Crossing through time

Directed by Jennifer Brewin, the play is best described as a cross between A Christmas Carol and Dr. Who.

  • Dec. 20, 2016 7:00 p.m.

Jenny Paterson takes on the role of the magician in The Orphan’s Dream at Caravan Farm Theatre.

By Kristin Froneman – Black Press

As Edgar Allen Poe once penned, “All that we see or seem. Is but a dream within a dream.”

I wonder if Toronto playwright George F. Walker had that in mind when he wrote the script for Caravan Farm Theatre’s new winter production, The Orphan’s Dream?

The play is certainly “dreamscapy,” as Caravan’s interim artistic director Estelle Shook described to me before my co-worker and I travelled to the wilds of Spallumcheen on the moon-lit, and frigid, opening night Wednesday.

Directed by Jennifer Brewin, who has also delighted Caravan fans with her return to the farm, the play is best described as a cross between A Christmas Carol and Dr. Who.

Except, instead of a blue Tardis phone booth, we are transported through the time and space continuum via horse-drawn sleighs.

It’s a magical ride, and at times mysterious as you try to figure out which time period you have entered with the brave team of five actors, who basically run around in their nighties, and in this case, in -15 C temperatures.

The tale starts at the farm’s Designery building, transformed into an orphanage, as young Claire (played by talented Métis actress PJ Prudat, a member of the National Art Centre’s 2015-16  English Theatre ensemble) is told in a dream that her brother Will is still out there somewhere.

She and her imaginary friend, Izzy (the delightful Natasha Greenblatt, a graduate of the National Theatre School of Canada), set off to find him, and we go along for the ride –make that a short walk to the farm’s timber frame barn.

Upon approach, I expected to hear Rod Serling’s famed opening line, “This is the dimension of imagination. It is an area which we call the Twilight Zone…” as we entered the lit-up clock tunnel time machine (the impressive work of set designer Catherine Hahn, assistant Adriana Bogaard and lighting designer Stephan Bircher) complete with whirring sound effects.

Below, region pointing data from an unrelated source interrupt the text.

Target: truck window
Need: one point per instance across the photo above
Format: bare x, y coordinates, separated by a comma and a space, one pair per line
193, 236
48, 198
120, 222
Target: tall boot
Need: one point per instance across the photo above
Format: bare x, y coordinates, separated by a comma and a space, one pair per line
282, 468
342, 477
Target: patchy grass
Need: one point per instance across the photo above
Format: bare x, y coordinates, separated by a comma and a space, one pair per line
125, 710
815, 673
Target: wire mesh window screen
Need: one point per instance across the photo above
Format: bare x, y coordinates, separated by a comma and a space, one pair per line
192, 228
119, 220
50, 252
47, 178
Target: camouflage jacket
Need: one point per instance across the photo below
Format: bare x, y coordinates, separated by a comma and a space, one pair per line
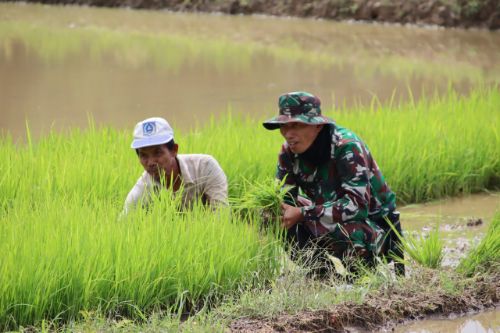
347, 187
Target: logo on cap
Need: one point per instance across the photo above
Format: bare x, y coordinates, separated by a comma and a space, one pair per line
149, 128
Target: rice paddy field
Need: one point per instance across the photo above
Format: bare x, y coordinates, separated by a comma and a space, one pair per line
66, 251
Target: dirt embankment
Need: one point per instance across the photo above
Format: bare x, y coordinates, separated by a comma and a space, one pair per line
388, 307
447, 13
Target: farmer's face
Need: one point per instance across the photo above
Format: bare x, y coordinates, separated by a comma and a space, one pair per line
299, 136
159, 161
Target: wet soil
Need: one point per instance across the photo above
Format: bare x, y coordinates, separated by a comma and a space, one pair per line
447, 13
385, 308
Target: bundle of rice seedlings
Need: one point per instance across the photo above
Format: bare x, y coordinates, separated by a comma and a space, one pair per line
262, 200
426, 250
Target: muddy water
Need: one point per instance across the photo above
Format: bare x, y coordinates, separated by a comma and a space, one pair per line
60, 65
462, 221
486, 322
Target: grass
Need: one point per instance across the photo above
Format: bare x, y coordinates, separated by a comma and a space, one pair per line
485, 257
65, 252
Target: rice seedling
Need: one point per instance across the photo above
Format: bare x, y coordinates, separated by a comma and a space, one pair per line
485, 257
427, 250
262, 200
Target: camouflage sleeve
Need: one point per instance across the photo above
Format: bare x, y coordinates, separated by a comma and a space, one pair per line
284, 169
353, 197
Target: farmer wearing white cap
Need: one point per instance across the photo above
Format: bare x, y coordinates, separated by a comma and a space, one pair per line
199, 175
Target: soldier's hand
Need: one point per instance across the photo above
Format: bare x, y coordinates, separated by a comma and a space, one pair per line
291, 215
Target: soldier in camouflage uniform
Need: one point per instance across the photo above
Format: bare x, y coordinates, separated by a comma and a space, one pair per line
344, 198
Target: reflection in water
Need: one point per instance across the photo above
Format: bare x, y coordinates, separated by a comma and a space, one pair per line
58, 65
486, 322
457, 220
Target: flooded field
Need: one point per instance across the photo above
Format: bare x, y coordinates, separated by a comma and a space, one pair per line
462, 221
486, 322
61, 65
62, 68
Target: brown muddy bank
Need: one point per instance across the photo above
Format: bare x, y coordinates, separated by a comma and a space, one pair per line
387, 307
447, 13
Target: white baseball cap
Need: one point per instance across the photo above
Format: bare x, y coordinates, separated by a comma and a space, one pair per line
151, 132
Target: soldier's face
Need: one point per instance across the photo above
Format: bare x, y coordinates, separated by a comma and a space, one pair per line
299, 136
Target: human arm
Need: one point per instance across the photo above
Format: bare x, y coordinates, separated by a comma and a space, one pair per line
136, 194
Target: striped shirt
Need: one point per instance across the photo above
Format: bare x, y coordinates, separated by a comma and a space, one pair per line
202, 179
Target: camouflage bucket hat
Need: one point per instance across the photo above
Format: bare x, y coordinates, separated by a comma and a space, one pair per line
299, 107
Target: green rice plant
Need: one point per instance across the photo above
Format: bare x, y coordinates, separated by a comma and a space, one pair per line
426, 250
485, 257
64, 250
263, 197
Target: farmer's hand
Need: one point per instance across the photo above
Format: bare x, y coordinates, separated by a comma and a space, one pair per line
290, 215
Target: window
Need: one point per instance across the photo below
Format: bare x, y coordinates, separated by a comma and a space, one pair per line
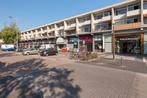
86, 28
132, 20
107, 14
121, 11
98, 16
83, 19
133, 7
103, 26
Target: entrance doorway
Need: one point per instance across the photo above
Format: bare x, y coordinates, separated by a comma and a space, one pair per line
128, 44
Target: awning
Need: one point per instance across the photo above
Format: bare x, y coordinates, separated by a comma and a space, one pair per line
60, 40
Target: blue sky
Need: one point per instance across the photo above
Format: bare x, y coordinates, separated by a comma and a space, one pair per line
32, 13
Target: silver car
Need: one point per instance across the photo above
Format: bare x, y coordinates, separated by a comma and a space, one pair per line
30, 51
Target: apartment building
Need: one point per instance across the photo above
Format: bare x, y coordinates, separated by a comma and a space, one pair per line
121, 28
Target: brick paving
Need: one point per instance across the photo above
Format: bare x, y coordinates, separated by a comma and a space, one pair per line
59, 77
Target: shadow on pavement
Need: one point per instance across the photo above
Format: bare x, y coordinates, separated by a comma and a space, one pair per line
128, 65
32, 79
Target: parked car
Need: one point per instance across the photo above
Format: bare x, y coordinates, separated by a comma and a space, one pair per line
8, 47
30, 51
47, 52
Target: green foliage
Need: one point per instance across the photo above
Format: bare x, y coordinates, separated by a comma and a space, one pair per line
10, 34
0, 35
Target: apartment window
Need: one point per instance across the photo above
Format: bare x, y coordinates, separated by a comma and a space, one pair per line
83, 19
107, 14
133, 7
145, 20
145, 5
121, 11
98, 16
132, 20
103, 26
86, 28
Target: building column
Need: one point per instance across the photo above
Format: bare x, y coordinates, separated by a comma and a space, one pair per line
113, 34
142, 42
103, 42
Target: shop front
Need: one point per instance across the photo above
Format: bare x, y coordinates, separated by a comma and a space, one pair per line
61, 43
129, 43
98, 42
72, 42
87, 41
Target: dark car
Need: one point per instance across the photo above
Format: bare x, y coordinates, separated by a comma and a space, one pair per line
47, 52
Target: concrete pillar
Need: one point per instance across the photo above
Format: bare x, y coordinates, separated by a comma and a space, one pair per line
142, 42
142, 17
92, 23
113, 34
78, 42
77, 26
56, 32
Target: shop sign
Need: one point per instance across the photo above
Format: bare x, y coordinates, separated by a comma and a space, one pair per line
129, 39
86, 38
98, 38
73, 40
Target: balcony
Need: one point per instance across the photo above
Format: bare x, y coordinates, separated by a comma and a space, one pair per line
68, 27
133, 13
127, 26
107, 18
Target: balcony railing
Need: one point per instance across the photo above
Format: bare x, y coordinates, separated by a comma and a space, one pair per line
127, 26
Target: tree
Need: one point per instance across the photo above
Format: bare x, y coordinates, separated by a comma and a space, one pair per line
10, 34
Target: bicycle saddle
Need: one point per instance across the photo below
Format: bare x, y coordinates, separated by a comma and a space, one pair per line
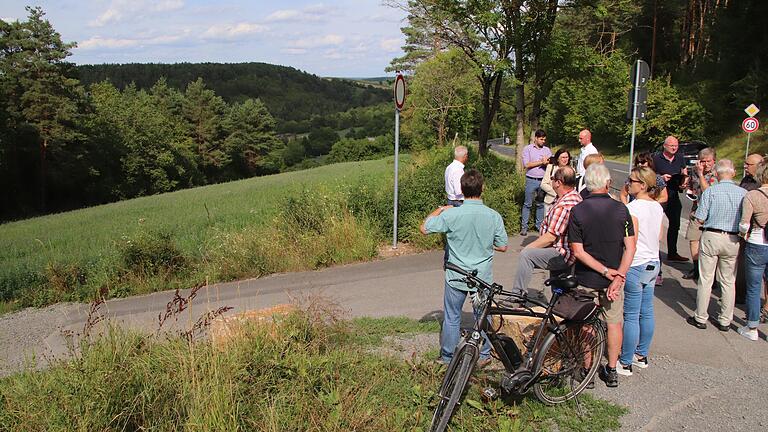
567, 281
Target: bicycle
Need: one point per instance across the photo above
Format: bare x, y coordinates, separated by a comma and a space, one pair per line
560, 360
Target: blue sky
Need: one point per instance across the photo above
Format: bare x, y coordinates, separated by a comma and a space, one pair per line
346, 38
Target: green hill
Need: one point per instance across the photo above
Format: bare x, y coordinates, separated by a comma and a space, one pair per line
179, 238
289, 93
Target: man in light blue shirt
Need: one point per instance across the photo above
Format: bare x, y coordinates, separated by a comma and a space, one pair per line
719, 212
473, 232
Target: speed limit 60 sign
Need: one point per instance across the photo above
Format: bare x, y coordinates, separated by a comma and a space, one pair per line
750, 124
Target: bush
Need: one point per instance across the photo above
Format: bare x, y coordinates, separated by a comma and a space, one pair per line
305, 372
150, 253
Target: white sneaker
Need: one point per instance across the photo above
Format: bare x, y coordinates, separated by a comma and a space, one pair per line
641, 362
623, 370
748, 333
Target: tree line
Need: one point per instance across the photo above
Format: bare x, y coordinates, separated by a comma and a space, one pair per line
488, 67
79, 136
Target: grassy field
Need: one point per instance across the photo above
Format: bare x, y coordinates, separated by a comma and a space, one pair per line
68, 245
307, 372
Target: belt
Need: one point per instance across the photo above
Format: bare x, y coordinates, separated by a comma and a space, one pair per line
719, 231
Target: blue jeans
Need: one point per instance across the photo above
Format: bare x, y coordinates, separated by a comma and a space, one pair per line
450, 334
530, 191
639, 322
755, 269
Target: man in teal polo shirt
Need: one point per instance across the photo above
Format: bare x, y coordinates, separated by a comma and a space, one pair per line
473, 232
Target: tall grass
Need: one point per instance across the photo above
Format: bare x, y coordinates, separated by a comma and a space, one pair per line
288, 222
306, 372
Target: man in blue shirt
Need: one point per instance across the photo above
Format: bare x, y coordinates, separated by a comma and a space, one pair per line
535, 159
473, 232
719, 212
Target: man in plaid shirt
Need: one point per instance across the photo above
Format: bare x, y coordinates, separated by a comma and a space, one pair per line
550, 251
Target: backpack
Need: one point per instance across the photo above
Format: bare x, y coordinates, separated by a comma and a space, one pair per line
765, 231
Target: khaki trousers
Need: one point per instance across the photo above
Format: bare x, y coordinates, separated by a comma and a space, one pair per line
717, 259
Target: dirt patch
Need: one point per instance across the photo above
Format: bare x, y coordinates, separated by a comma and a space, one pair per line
386, 250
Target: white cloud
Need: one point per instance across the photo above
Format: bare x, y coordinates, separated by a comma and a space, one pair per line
391, 45
98, 42
231, 31
293, 51
120, 10
310, 13
315, 42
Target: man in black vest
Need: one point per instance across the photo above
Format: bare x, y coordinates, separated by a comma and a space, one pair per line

There we realized, by the approach of “dour woman” Jenny Paterson, who admirably plays a few roles, that we are now in the pre-Dickensian era.

The next thing you know, we are whisked off by Tardis, I mean sleigh, to follow Claire and Izzy as they make their way to the future, (or is it the past?), to find their destiny and learn a few lessons along the way.

Now the bad news. All the sleigh rides are now booked full until the end of the show run. However, a waiting list is available at Ticket Seller (ticketseller.ca).